The momentum of goodbye
Helps the poem falling towards dying.
First, the trumpets (muted) and oboes start crying,
Like birds, calling, and flying,
As if they were almost far away.
They are—in the deep, dark valley, I’m afraid.
Slower winds now dart into the shade.
The flutes by the edge of the lake wait for the somber day
To whiten and end before they play.
This wants to say goodbye
But not like a poem, after a few words.
For dozens of minutes, there must be a slow crescendo.
But first, in the distant valley, you must hear birds
As if the evening couldn’t appear dimly without them,
As if a multitude of murmuring had to happen,
Without caring, without being aware of the plan:
To flutter down into the warmer air to say goodbye—
One cherub, who smiles, waving to another, with a tendency to cry,
In a manner you can’t put into a poem,
For fear of being too sentimental. The guitar
Must be translated just so,
A strange tuning, before the slow
Trace of the emerging race dresses for its dance
Before it has to go.
Down on stage—see the ladders, there,
Among the leaves? That’s where they arrive from.

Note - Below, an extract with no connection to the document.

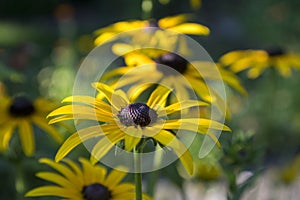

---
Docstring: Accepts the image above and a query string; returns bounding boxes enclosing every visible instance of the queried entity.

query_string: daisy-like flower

Some bright tomorrow will be there for them.
How did you manage that? The soft material
In dark flower patterns wrapped around their heads?
This poem has no idea what is happening next, except
That the dance must start, and the crimson heart
Must remain the unspoken theme
When the music begins, like a dream.
This wants to say goodbye.
The momentum of the goodbye is in its favor.
This momentum is all we love, and all we savor,
In drinks, and vacations, and drugs, and all goodbyes.
If you want to know the truth, this poem wants to be a song.
But the instruments are all wrong.
I told you about the lake, and made some remarks, under my breath,
On oboes and flutes. Quietly as death.
But nothing plays that quietly,
Though I can tell you, simply. I can rely on your piety
And understanding. To see what I must do
In this poem; of course it isn’t always true,
But won’t you be sympathetic, when the leaves awake,
Slowly—to music I made—from the shining lake?
The mixture of plants, and the water where they like to reside
Is a metaphor for music, where notes harmoniously hide
Inside each other: all it needs is simple math
To augment the plants which enjoy themselves in the weary bath;
So many layers of leaves surround the water in the dusk,
Eyes can barely distinguish the true theme of the music,
Though it doesn’t matter, because we know the dream
Is putting off goodbye as we say goodbye. That’s the theme.